Tuttavia, la vicenda del colosso Wirecard non è strettamente legata al fatto che si tratti di “torbido” fintech. Lo ribadisce dall’Italia anche Fabio Brambilla, presidente di Assofintech. “Società come queste, autentiche stelle di mercato, sentono una enorme pressione per l’aumento costante del fatturato. Si tratta di una frode talmente grossa che esula dalla geografia o dalla tipologia di società. Il fatto che si tratti di una fintech non è rilevante. Gli strascichi di questa vicenda saranno lunghissimi”.
Un colpo alla Germania post Brexit
Investitori e politici ritengono che lo scandalo abbia portato alla luce la debolezza del regolatore finanziario tedesco. La questione più grave è che l’episodio indebolisce la posizione di Francoforte proprio nel momento in cui compete con Parigi e Amsterdam per diventare l’hub finanziario Ue dopo la Brexit. Fabio De Masi, vice capogruppo del partito di sinistra tedesco e membro del comitato finanziario del Bundestag, lamenta i campanelli d’allarme ignorati dall’authority. Lo stesso ministro dell’Economia e delle finanze tedesco, Olaf Scholz, ha affermato che le autorità di regolamentazione “non hanno funzionato efficacemente nella supervisione”.
L’impatto su Softbank
Nell’aprile del 2019, Wirecard annunciava una partnership strategica con una consociata della giapponese SoftBank Group (uno degli investitori tech più importanti al mondo). Quest’ultima aveva infatti acquistato 900 milioni di euro in bond convertibili dalla società.
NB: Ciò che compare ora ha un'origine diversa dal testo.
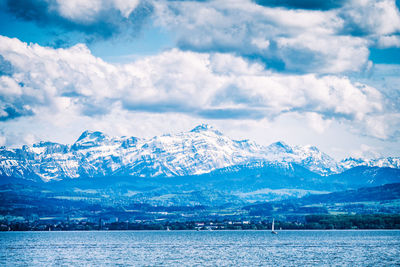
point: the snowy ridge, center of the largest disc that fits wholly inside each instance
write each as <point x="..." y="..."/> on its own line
<point x="198" y="151"/>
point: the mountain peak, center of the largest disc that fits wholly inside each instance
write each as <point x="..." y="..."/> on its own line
<point x="282" y="146"/>
<point x="205" y="128"/>
<point x="91" y="135"/>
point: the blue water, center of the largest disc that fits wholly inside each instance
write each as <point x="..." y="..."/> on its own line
<point x="207" y="248"/>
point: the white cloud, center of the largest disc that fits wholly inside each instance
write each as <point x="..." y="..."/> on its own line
<point x="87" y="11"/>
<point x="389" y="41"/>
<point x="53" y="82"/>
<point x="305" y="41"/>
<point x="376" y="17"/>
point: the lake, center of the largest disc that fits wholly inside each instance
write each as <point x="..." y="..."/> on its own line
<point x="202" y="248"/>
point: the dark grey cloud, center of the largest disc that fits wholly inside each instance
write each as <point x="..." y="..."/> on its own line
<point x="303" y="4"/>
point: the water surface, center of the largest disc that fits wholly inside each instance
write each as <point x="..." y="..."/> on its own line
<point x="203" y="248"/>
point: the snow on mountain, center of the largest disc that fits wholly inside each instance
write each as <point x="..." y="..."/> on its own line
<point x="201" y="150"/>
<point x="391" y="162"/>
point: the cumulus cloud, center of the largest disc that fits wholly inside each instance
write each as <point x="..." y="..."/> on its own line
<point x="296" y="36"/>
<point x="303" y="4"/>
<point x="300" y="40"/>
<point x="95" y="18"/>
<point x="200" y="85"/>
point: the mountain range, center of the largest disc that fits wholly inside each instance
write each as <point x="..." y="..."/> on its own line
<point x="200" y="151"/>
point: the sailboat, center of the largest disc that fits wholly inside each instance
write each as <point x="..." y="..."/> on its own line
<point x="273" y="228"/>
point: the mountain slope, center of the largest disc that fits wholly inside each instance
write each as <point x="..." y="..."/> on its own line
<point x="199" y="151"/>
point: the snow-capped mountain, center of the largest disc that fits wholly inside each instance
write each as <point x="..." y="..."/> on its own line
<point x="391" y="162"/>
<point x="198" y="151"/>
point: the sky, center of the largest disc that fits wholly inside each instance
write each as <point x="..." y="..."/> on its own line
<point x="319" y="72"/>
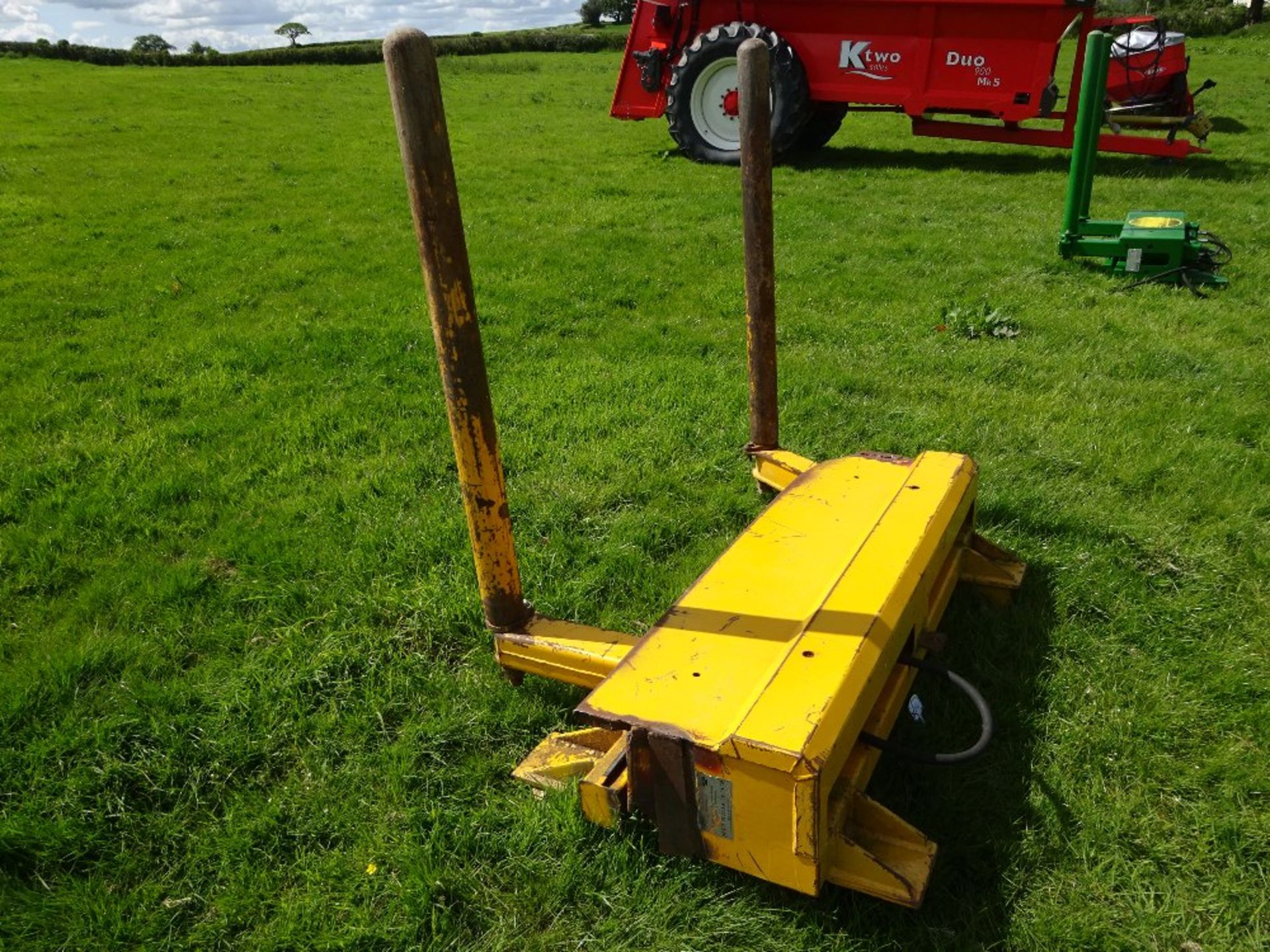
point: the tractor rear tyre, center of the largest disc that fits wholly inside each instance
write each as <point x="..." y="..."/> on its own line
<point x="824" y="122"/>
<point x="701" y="97"/>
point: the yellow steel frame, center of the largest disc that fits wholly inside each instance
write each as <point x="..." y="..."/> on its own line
<point x="736" y="721"/>
<point x="761" y="677"/>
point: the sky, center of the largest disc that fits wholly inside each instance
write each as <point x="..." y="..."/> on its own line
<point x="244" y="24"/>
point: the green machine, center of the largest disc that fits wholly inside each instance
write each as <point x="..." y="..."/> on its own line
<point x="1150" y="245"/>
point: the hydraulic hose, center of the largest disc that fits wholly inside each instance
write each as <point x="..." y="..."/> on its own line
<point x="925" y="757"/>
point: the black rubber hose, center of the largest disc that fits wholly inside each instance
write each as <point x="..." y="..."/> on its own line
<point x="925" y="757"/>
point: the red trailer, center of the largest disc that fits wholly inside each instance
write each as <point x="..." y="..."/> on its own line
<point x="992" y="61"/>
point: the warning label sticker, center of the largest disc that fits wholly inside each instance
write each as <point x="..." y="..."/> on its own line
<point x="714" y="805"/>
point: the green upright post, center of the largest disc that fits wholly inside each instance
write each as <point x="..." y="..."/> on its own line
<point x="1085" y="145"/>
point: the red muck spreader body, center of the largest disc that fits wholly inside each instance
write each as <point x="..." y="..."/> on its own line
<point x="992" y="61"/>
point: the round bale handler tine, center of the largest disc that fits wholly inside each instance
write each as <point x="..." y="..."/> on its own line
<point x="429" y="178"/>
<point x="753" y="67"/>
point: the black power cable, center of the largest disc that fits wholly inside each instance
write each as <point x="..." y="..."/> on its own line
<point x="925" y="757"/>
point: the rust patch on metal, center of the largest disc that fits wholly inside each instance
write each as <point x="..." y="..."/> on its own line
<point x="884" y="457"/>
<point x="675" y="796"/>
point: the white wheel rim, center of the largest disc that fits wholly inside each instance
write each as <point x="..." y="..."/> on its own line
<point x="709" y="118"/>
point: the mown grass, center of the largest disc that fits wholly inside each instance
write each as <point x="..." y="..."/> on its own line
<point x="241" y="656"/>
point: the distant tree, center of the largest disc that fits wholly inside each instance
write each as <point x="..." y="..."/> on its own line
<point x="619" y="11"/>
<point x="291" y="31"/>
<point x="591" y="12"/>
<point x="151" y="44"/>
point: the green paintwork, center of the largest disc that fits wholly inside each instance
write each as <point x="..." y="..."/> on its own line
<point x="1170" y="248"/>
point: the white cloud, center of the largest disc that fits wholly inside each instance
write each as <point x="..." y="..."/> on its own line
<point x="238" y="24"/>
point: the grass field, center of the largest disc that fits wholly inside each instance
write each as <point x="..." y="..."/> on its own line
<point x="241" y="658"/>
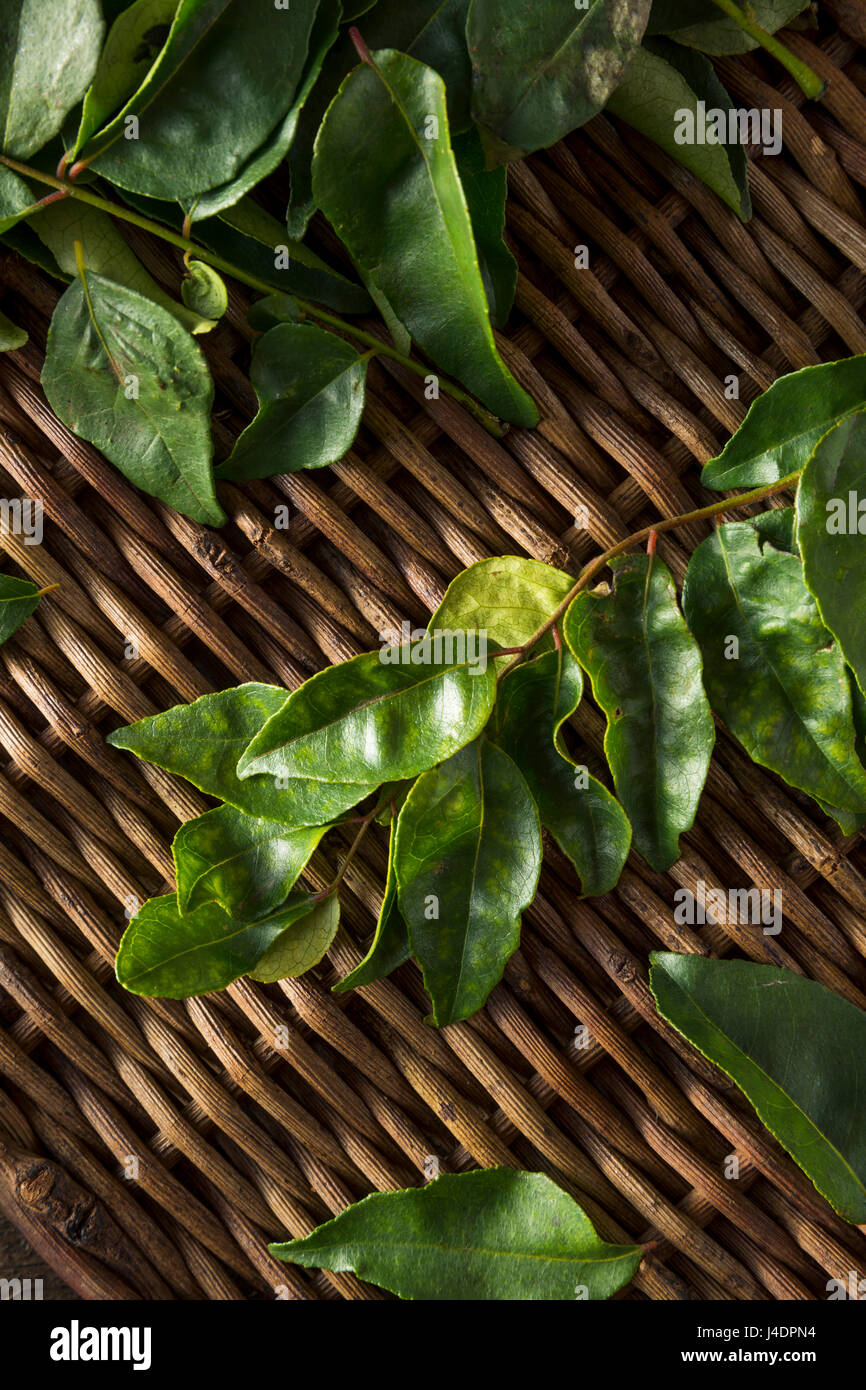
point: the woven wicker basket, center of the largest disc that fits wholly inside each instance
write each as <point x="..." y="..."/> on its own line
<point x="152" y="1148"/>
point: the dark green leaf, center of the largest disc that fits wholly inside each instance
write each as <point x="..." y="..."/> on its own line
<point x="225" y="75"/>
<point x="508" y="598"/>
<point x="302" y="945"/>
<point x="830" y="530"/>
<point x="645" y="672"/>
<point x="663" y="96"/>
<point x="587" y="822"/>
<point x="246" y="863"/>
<point x="325" y="28"/>
<point x="389" y="945"/>
<point x="203" y="291"/>
<point x="310" y="388"/>
<point x="786" y="423"/>
<point x="370" y="720"/>
<point x="405" y="221"/>
<point x="18" y="599"/>
<point x="485" y="193"/>
<point x="47" y="56"/>
<point x="702" y="25"/>
<point x="467" y="859"/>
<point x="124" y="374"/>
<point x="134" y="43"/>
<point x="431" y="31"/>
<point x="167" y="954"/>
<point x="797" y="1051"/>
<point x="11" y="335"/>
<point x="203" y="742"/>
<point x="542" y="70"/>
<point x="252" y="239"/>
<point x="494" y="1235"/>
<point x="784" y="692"/>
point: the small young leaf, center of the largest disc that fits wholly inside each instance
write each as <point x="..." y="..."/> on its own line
<point x="246" y="863"/>
<point x="389" y="945"/>
<point x="489" y="1235"/>
<point x="203" y="742"/>
<point x="772" y="669"/>
<point x="485" y="193"/>
<point x="302" y="945"/>
<point x="225" y="75"/>
<point x="793" y="1047"/>
<point x="403" y="209"/>
<point x="831" y="531"/>
<point x="786" y="423"/>
<point x="124" y="374"/>
<point x="587" y="822"/>
<point x="542" y="70"/>
<point x="467" y="859"/>
<point x="18" y="599"/>
<point x="508" y="598"/>
<point x="665" y="89"/>
<point x="371" y="722"/>
<point x="310" y="388"/>
<point x="171" y="955"/>
<point x="11" y="335"/>
<point x="645" y="670"/>
<point x="47" y="56"/>
<point x="702" y="25"/>
<point x="203" y="291"/>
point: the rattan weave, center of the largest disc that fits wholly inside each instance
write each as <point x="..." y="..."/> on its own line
<point x="150" y="1148"/>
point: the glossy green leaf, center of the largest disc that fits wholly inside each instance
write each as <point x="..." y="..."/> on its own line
<point x="171" y="955"/>
<point x="224" y="78"/>
<point x="405" y="221"/>
<point x="587" y="822"/>
<point x="252" y="239"/>
<point x="203" y="742"/>
<point x="831" y="531"/>
<point x="106" y="253"/>
<point x="134" y="43"/>
<point x="123" y="373"/>
<point x="795" y="1050"/>
<point x="786" y="423"/>
<point x="485" y="193"/>
<point x="246" y="863"/>
<point x="645" y="670"/>
<point x="389" y="947"/>
<point x="702" y="25"/>
<point x="47" y="56"/>
<point x="431" y="31"/>
<point x="542" y="70"/>
<point x="663" y="96"/>
<point x="18" y="598"/>
<point x="781" y="688"/>
<point x="302" y="945"/>
<point x="508" y="598"/>
<point x="492" y="1235"/>
<point x="325" y="27"/>
<point x="310" y="388"/>
<point x="369" y="720"/>
<point x="203" y="291"/>
<point x="467" y="859"/>
<point x="11" y="335"/>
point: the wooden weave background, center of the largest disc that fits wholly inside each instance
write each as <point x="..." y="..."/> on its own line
<point x="243" y="1133"/>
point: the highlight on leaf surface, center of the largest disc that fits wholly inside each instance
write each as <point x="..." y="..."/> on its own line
<point x="793" y="1047"/>
<point x="488" y="1235"/>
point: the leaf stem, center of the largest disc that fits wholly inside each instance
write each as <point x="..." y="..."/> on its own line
<point x="806" y="79"/>
<point x="307" y="309"/>
<point x="647" y="534"/>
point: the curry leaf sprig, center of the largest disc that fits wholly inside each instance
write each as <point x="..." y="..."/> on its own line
<point x="403" y="152"/>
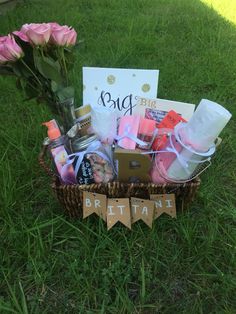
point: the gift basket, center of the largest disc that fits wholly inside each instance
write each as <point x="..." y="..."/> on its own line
<point x="94" y="154"/>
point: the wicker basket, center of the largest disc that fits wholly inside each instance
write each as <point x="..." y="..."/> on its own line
<point x="71" y="196"/>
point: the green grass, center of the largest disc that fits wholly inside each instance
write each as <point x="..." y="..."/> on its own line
<point x="52" y="264"/>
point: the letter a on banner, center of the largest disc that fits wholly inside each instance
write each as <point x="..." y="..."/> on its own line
<point x="118" y="209"/>
<point x="94" y="203"/>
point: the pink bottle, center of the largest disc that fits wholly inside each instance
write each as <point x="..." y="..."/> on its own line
<point x="59" y="153"/>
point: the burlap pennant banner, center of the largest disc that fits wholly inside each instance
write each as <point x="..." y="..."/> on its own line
<point x="94" y="203"/>
<point x="142" y="210"/>
<point x="127" y="210"/>
<point x="118" y="210"/>
<point x="164" y="203"/>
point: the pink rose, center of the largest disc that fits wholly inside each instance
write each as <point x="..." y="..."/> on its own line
<point x="9" y="50"/>
<point x="63" y="35"/>
<point x="21" y="35"/>
<point x="36" y="34"/>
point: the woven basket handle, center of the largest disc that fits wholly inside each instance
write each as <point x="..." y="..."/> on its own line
<point x="42" y="161"/>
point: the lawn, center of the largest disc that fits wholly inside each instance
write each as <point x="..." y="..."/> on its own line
<point x="51" y="264"/>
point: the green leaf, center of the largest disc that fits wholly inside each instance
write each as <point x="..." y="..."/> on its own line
<point x="6" y="70"/>
<point x="65" y="93"/>
<point x="54" y="86"/>
<point x="48" y="68"/>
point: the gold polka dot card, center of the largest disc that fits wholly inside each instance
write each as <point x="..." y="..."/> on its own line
<point x="118" y="89"/>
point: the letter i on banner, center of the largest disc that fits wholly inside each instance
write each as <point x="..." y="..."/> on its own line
<point x="94" y="203"/>
<point x="118" y="209"/>
<point x="164" y="203"/>
<point x="142" y="209"/>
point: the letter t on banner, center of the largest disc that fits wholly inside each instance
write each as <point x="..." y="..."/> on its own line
<point x="94" y="203"/>
<point x="164" y="203"/>
<point x="142" y="209"/>
<point x="118" y="210"/>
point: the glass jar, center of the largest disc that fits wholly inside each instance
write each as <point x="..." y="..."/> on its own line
<point x="92" y="162"/>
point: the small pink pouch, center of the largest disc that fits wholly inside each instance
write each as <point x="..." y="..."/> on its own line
<point x="129" y="125"/>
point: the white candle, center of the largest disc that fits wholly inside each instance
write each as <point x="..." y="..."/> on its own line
<point x="205" y="125"/>
<point x="200" y="133"/>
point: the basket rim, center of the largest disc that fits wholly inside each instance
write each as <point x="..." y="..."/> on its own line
<point x="56" y="184"/>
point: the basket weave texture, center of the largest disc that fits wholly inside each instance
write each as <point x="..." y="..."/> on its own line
<point x="71" y="196"/>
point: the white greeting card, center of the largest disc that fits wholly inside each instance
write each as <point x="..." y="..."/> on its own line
<point x="118" y="88"/>
<point x="157" y="108"/>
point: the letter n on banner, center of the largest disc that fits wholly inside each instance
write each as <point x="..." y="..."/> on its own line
<point x="94" y="203"/>
<point x="118" y="209"/>
<point x="164" y="203"/>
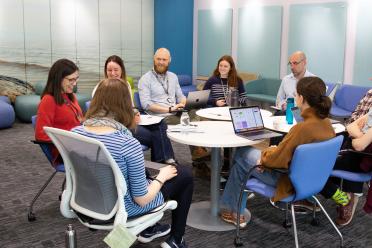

Nell’aprile del 2019, Credit Suisse, consulente di SoftBank, impacchetta queste obbligazioni rivendendole a investitori di terze parti. L’accordo, poi completato a settembre, ha agevolato il prezzo delle azioni della società, già all’epoca in odore di presunta irregolarità contabile. Le obbligazioni quotano adesso a 40 eurocent. Tra gli altri detentori dei bond vi sono poi i fondi comuni gestiti da Bnp Paribas e da Credit Mutual, una banca cooperativa francese.
Secondo alcune fonti, l’impatto su SoftBank e Credit Suisse potrebbe essere limitato da un punto di vista finanziario, dato che nessuna delle due parti ha una significativa esposizione ai bond di Wirecard. Nel frattempo, SoftBank ha reso noto che non collabora con i servizi di rating finanziario di Moody’s dal 25 marzo. La dichiarazione è arrivata dopo il giudizio “Ba3” da parte della società di revisione, con il taglio dell’outlook da under review a negativo. Sempre SoftBank Group si aspetta adesso di contabilizzare circa 600 miliardi di yen (5,6 miliardi di dollari) per la vendita della propria quota in T-Mobile (casa madre Deutsche Telekom). La vendita fa parte del proprio programma di cessione di asset da 4.500 miliardi di yen, annunciato lo scorso marzo.